Fatal Attraction’ Effectively Tapped Into the Underlying Fears of the 1980s

Turning 35 this year and soon to be remade by Paramount+, Fatal Attraction was a genuine cultural sensation at the time of release. Its tale of a one-night stand gone bad touched a nerve with audiences and spawned phrases that entered the vernacular. A genuine snapshot of the attitudes of the late ‘80s, Fatal Attraction scratched at the deep-seated fears of the upwardly mobile folks of the time with its heated mix of erotic thriller and slasher movie.

In Fatal Attraction, lawyer Dan Gallagher (Michael Douglas) has a sexual liaison with editor Alex Forrest (Glenn Close) while his wife, Beth (Anne Archer), is out of town for the weekend. After a suicide attempt, Alex begins to stalk Dan and demands that their relationship continues.

From the outset, director Adrian Lyne sets up Dan and Beth’s life as a middle-class idyll. They live in Manhattan, drive a Volvo, and have great jobs – or Dan does, at least. Beth doesn’t appear to have a job outside the home, although a brief scene with her parents suggests that she’s from a more moneyed background than her husband. They have a young daughter and a Labrador. They’re on the verge of moving to the countryside and Dan is clearly an up-and-comer at work. What could possibly go wrong?Pressures and

Release
For all its surface sheen, the film hints that all is not well in paradise. Dan and Beth attend a swanky workplace party – an oh-so-80s book launch for an Art of War-style business manual with sushi on the menu. However, it’s shot as a claustrophobic scrum, full of over-dressed types pressing in on one another. Dan and Beth’s chances of intimacy are repeatedly thwarted by the demands of their kid and friends. The perfect house in the countryside is clearly a little too close to Beth’s parents and too far away from Manhattan for Dan’s liking. When he sees off Beth and his daughter for the weekend – awkwardly pushing the kid’s bike in a subtly emasculating image – there’s an expression of relief on his face as they drive away.

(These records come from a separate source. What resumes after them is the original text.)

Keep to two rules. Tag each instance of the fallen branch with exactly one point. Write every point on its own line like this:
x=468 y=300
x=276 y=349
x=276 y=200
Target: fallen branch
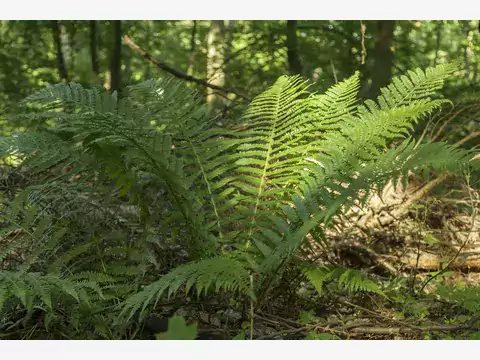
x=161 y=65
x=400 y=330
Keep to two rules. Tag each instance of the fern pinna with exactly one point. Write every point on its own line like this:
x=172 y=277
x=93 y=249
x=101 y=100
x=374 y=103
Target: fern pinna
x=295 y=160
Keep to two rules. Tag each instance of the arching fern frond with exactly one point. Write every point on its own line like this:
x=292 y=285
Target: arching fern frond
x=205 y=275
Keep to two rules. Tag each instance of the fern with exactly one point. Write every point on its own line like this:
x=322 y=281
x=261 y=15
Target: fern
x=351 y=280
x=205 y=275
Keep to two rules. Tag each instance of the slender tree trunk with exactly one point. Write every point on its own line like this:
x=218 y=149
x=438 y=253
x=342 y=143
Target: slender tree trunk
x=62 y=69
x=215 y=59
x=148 y=37
x=439 y=40
x=467 y=51
x=228 y=49
x=294 y=64
x=116 y=57
x=191 y=59
x=71 y=44
x=383 y=57
x=94 y=49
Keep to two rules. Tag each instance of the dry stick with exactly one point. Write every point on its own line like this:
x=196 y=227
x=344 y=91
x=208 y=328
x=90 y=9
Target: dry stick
x=429 y=186
x=474 y=214
x=468 y=138
x=161 y=65
x=444 y=125
x=399 y=330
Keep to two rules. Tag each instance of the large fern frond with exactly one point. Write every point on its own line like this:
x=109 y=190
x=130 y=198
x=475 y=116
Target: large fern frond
x=205 y=275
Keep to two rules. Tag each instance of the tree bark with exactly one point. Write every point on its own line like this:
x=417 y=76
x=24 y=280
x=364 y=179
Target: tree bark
x=116 y=57
x=192 y=48
x=439 y=40
x=72 y=44
x=215 y=59
x=94 y=48
x=294 y=64
x=62 y=69
x=383 y=57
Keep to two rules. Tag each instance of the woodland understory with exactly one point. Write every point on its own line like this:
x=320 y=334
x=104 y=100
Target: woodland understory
x=157 y=211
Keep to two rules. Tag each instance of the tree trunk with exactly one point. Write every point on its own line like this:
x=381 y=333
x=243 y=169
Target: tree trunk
x=116 y=57
x=439 y=40
x=383 y=57
x=294 y=64
x=94 y=49
x=192 y=48
x=72 y=44
x=62 y=69
x=215 y=59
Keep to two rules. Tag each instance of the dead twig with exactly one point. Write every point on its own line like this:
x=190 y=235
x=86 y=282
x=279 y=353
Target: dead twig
x=161 y=65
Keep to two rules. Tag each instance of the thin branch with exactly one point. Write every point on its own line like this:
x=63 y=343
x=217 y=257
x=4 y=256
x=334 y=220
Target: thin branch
x=161 y=65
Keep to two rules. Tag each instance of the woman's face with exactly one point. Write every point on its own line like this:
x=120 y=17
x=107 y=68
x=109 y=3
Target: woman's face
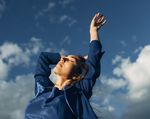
x=66 y=66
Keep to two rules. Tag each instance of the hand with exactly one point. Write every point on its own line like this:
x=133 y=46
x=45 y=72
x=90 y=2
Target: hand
x=97 y=21
x=85 y=57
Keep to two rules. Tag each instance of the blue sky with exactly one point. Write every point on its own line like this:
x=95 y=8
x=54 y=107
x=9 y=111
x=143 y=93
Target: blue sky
x=28 y=27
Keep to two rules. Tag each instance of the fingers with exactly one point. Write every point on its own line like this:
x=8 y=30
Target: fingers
x=100 y=19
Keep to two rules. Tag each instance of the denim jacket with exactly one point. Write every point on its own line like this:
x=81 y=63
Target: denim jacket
x=76 y=97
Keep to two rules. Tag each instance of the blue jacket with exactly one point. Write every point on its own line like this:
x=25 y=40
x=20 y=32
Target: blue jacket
x=73 y=101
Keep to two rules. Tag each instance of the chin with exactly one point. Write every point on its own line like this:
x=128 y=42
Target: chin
x=56 y=70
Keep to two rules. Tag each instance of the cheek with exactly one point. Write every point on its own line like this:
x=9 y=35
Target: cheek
x=68 y=70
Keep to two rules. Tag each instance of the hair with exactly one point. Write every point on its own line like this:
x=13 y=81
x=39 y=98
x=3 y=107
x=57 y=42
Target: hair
x=81 y=68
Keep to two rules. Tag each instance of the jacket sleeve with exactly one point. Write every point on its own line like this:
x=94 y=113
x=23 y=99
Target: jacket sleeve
x=93 y=62
x=43 y=71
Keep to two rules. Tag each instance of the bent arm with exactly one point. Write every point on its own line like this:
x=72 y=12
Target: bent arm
x=43 y=71
x=94 y=66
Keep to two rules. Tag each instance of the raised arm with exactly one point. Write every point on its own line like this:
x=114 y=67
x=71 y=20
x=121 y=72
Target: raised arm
x=94 y=56
x=43 y=71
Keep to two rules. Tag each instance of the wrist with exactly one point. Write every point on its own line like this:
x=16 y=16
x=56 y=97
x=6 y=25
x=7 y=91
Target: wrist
x=93 y=30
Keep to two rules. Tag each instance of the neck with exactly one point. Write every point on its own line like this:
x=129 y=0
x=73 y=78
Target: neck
x=62 y=82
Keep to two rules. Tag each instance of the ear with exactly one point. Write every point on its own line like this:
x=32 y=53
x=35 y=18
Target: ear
x=76 y=78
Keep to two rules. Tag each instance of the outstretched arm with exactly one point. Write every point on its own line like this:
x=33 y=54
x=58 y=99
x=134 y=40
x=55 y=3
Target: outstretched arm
x=43 y=71
x=94 y=56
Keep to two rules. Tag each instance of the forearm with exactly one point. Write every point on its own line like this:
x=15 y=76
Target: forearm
x=94 y=35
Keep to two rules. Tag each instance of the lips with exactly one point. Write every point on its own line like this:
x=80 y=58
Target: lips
x=60 y=64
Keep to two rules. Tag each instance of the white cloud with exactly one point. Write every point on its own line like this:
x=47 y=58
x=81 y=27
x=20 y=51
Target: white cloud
x=65 y=3
x=137 y=74
x=15 y=96
x=4 y=68
x=2 y=7
x=123 y=43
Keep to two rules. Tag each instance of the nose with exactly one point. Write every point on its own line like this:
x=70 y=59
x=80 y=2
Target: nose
x=63 y=59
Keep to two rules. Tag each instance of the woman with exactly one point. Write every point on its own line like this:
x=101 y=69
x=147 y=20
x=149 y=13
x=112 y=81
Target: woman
x=69 y=97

At first glance, Fatal Attraction is the story of an impulsive one-night stand (albeit one that lasts a weekend). In the early stages, the film portrays Dan as a hapless “nice guy,” not least when Alex rescues him in the rain when he can’t get his umbrella up (another sly piece of imagery). However, there are suggestions this isn’t his first fling. When Alex asks him whether he can be discreet, he answers that he can, without much hesitation. During their tryst, there’s no suggestion he feels guilt at cheating on his wife, only concern over Alex’s encroachment on his life. “You know the rules,” he tells her when she demands he stays longer. Just before his eventual confession, when Dan mentions that Alex was a woman at the book launch, Beth says knowingly, “the one with the blonde hair.” Perhaps Alex isn’t the first interloper in their relationship, only the most troublesome.

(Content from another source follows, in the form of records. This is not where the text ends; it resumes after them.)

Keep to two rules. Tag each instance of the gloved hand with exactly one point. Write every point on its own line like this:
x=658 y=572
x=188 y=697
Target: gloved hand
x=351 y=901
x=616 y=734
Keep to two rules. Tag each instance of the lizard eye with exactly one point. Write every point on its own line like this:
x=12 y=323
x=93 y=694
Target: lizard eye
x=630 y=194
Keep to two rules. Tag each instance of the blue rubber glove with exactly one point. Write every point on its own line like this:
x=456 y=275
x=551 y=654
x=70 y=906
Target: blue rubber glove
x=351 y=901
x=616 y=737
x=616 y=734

These details are interesting because, in the popular imagination, Fatal Attraction is remembered as an erotic thriller and a tale of a single mistake that has terrible consequences. Director Lyne was known for the sweaty Flashdance and the softcore 9½ Weeks, although the sex scenes in Fatal Attraction are more comic than erotic. The first encounter starts off on the kitchen sink (complete with dishwater being splashed all around), before Dan waddles across Alex’s lounge with his pants around his ankles. A sex scene on the way to Alex’s trendy loft apartment is also played for laughs when she stops the lift, leaving Dan awkwardly exposed as a neighbor walks past. Perhaps these scenes of sex on the kitchen counter and in public spaces suggested a kind of illicit thrill at the time, although they seem more ridiculous than exciting.

Which leaves the cautionary element of Fatal Attraction. The name of the film itself entered popular usage to suggest a situation of uncontrollable lust or one where someone (usually a man) is maliciously pursued by a sexual partner. The demeaning term “bunny boiler” arose from the scene where Alex chops up the family rabbit and leaves it simmering in a pot for Beth to discover in the new house. The blame for all the chaos and the attack on the family unit is put squarely on her, a female outsider who clearly doesn’t fit into the comfortable middle-class plan. Alex drives the sexual encounters with Dan and listens to opera (‘80s cinema shorthand for someone with dangerous appetites). Despite its touted thrills, there’s something resolutely conservative in the film’s attitude to sex and extra-marital liaisons. A French offering, such as Bertrand Blier’s 1989 film Trop Belle Pour Toi, might present an affair as a complex, perhaps liberating event. In a typically American take, Fatal Attraction ends in murder.